← Home

Using a self join to select the rows with the maxium values per group

Of course there's more in these tables but here are the relevant columns:

CREATE TABLE article (
  id int(10) auto_increment,
  location_id int(10),
  modified timestamp
)
CREATE TABLE location (
  id int(10) auto_increment,
  type varchar(10)
)

Now, I'd like to select all article rows with the newest modified timestamp per blog and sort the results by the modified value. Also I want to exclude just some of the blogs which I already know by their primary key id.

Simple, isn't it? I was *sure* that it's possible to just add a GROUP BY clause on the articles location_id, sort them by modified and that's it. The exclusion of the blogs would be done by a simple, implicit JOIN.

SELECT article.*
FROM articles, location
WHERE location.id NOT IN (1)
GROUP BY article.location_id
ORDER BY article.modified

But I got wrong results. I set up two tables with test data because at thought, I'd probably expect the wrong results. I threw 4 articles in the articles table and 3 blogs in the locations table. I.e. one blog had two articles, two blogs had one article.

Again, I got the wrong results. The query above selected the *older* article from the both belonging to the same blog, instead of the newer one. Both of the other articles where present in the results.

What the heck is going on here?

Obviously the ORDER statement applies to the selection *after* the GROUP clause has been applied to the data. Because in the "natural order" of MySQL ISAM Tables older rows will oftenly (not always) be selected first, the GROUP clause first selects the older article row and *then* sorts all selected rows.

That's been kind of new to me. I've always thought it works the other ways around. I asked Google about "group by order by mysql" but found nothing particular illuminating about this.

After some time of playing around with this, looking for alternatives and doing a considerable amount of trial-and-error variations ... I've yet found nothing and already prepared to throw that stuff aside, go ahead and do an expensive

CREATE TEMPORARY TABLE tmp ... TYPE = HEAP
SELECT INTO tmp ...
SELECT FROM tmp ...

thing which I wouldn't like.

More or less by accident I found this page in the (not-really-that-concise) MySQL 3.0/4.0 manual

The docs themselve tell you that something like this is only possible with subselects which the database doesn't support (MySQL 4.0).

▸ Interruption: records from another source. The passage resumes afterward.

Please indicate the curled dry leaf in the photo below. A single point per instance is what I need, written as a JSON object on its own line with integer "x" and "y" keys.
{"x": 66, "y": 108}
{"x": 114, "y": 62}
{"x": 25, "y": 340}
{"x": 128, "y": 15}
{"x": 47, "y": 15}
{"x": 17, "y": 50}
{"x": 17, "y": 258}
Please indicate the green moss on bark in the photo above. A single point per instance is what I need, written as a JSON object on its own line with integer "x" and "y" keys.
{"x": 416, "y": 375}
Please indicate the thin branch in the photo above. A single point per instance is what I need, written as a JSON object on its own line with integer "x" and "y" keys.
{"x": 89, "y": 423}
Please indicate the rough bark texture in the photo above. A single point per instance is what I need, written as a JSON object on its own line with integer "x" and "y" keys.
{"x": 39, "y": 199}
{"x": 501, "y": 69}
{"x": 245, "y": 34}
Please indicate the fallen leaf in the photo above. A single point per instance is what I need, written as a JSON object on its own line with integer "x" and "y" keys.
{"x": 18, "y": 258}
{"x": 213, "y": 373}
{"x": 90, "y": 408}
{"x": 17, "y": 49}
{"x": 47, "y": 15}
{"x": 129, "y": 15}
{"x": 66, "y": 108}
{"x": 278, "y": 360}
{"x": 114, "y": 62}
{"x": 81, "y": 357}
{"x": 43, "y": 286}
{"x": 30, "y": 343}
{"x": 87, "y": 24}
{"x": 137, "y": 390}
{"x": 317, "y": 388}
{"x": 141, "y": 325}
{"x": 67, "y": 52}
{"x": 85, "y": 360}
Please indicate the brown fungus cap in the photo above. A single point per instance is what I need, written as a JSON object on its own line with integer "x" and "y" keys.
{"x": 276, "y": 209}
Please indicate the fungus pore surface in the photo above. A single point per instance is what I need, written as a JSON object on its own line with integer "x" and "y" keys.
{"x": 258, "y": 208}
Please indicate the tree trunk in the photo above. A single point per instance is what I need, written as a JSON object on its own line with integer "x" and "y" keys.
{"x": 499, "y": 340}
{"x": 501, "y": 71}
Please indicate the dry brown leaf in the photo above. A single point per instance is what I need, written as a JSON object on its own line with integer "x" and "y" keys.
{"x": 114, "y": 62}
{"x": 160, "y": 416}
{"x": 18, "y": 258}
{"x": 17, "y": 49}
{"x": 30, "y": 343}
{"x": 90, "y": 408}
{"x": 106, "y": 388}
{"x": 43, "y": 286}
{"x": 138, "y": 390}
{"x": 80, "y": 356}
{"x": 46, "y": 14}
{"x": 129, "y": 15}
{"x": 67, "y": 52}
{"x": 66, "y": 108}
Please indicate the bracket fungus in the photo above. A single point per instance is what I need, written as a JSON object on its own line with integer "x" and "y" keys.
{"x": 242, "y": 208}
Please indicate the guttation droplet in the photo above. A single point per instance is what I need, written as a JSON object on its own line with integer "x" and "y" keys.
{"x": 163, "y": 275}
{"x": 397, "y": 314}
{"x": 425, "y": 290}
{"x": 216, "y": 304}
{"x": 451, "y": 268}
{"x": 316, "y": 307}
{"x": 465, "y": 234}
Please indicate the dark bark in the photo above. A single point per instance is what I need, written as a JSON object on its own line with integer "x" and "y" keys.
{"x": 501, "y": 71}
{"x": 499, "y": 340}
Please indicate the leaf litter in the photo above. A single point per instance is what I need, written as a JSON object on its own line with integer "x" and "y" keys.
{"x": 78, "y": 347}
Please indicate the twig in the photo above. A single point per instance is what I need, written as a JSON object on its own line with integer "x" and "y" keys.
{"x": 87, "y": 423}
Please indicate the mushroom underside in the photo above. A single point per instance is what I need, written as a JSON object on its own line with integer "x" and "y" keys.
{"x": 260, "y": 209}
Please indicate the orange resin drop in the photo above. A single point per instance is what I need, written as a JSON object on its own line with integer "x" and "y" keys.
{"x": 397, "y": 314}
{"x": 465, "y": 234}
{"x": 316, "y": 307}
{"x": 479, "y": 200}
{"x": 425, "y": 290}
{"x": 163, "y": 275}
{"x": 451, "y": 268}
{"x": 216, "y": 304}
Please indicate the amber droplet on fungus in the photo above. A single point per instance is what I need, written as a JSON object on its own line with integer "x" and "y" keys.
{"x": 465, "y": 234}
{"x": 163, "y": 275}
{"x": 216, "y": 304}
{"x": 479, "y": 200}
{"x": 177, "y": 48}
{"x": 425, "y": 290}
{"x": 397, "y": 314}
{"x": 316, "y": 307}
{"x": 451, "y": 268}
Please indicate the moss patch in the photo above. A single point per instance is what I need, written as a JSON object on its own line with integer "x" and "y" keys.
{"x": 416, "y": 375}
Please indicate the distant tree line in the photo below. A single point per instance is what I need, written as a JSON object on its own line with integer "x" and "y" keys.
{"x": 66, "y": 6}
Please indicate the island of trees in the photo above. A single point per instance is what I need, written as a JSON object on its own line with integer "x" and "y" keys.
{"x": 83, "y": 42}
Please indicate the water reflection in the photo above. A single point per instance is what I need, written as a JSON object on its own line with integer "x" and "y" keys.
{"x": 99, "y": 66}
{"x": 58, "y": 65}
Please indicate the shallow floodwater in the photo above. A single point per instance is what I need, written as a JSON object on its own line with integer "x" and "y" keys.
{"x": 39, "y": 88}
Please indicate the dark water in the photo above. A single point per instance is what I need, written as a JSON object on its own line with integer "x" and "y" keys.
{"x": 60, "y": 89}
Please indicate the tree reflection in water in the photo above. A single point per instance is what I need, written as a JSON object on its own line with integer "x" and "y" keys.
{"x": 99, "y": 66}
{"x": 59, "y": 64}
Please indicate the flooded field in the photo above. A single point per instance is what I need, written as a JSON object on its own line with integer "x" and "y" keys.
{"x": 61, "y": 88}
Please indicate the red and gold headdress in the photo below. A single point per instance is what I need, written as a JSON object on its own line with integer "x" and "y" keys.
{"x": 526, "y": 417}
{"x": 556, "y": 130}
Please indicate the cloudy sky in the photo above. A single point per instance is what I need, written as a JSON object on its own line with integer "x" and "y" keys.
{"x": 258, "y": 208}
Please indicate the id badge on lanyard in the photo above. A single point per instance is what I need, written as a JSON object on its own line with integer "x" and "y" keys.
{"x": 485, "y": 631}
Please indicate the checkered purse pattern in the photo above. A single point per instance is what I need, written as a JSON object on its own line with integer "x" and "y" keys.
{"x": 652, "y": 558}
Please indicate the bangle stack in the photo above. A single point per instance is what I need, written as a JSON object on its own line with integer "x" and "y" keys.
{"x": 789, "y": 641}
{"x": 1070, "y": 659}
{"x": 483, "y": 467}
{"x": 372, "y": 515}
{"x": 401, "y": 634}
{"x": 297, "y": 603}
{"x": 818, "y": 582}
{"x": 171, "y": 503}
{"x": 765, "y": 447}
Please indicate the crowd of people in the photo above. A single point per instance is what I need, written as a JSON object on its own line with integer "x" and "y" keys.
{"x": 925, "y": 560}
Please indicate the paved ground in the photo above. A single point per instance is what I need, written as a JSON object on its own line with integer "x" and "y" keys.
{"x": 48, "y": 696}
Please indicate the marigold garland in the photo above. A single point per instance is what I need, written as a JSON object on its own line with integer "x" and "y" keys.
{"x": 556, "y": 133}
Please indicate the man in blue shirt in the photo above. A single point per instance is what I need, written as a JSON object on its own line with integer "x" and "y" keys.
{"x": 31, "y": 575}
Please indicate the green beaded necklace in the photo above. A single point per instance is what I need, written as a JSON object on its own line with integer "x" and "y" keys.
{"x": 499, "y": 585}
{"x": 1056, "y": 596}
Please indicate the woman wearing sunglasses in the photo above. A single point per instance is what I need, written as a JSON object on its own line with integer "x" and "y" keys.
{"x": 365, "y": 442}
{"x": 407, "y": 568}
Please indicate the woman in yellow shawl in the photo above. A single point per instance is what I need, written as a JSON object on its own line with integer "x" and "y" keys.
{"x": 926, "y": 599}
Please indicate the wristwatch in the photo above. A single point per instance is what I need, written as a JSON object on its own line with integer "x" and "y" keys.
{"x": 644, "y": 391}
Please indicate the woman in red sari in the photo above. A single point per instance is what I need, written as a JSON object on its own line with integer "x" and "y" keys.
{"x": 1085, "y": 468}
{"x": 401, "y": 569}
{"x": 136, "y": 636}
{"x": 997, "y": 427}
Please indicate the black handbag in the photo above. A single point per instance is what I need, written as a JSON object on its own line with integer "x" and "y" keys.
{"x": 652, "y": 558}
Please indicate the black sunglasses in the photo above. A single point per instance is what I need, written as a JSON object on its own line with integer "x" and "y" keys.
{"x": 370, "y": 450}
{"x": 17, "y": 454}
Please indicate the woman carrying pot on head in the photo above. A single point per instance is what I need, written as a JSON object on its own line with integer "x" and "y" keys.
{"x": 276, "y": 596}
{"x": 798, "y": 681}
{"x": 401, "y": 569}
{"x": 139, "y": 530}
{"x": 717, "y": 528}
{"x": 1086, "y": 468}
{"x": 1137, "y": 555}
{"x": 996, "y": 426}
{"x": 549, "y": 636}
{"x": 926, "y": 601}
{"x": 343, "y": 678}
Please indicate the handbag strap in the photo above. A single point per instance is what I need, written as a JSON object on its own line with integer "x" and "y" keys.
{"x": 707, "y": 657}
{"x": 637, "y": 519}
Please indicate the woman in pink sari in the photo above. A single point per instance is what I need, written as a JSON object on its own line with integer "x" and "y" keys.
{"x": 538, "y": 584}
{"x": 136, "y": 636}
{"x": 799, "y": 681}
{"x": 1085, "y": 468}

But hidden in the user comments there's this helpful tip from Csaba Gabor:

"To find the most recent entry (the entry with the highest Id) for each Item, where the Item does not currently have a Deleted status, we could use:"

SELECT t1.*
FROM Tracker AS t1 LEFT JOIN Tracker AS t2
ON t1.Item=t2.Item AND t1.Id < t2.Id
WHERE t2.Id IS NULL AND t1.Status!='Deleted'

... which set me on track again.

After some tweaking around, I found this one to be working in my case:

SELECT DISTINCT article.*
FROM article, location as l
LEFT JOIN article AS a2
ON article.locationID = a2.locationID
  AND article.modified < a2.modified
  AND article.locationID = l.id
WHERE a2.modified IS NULL
  AND article.locationID = l.id
  AND l.type = 'blog'
  AND l.parentID NOT IN (1)

Now, I'll have to annihilate some pizzas and revel :)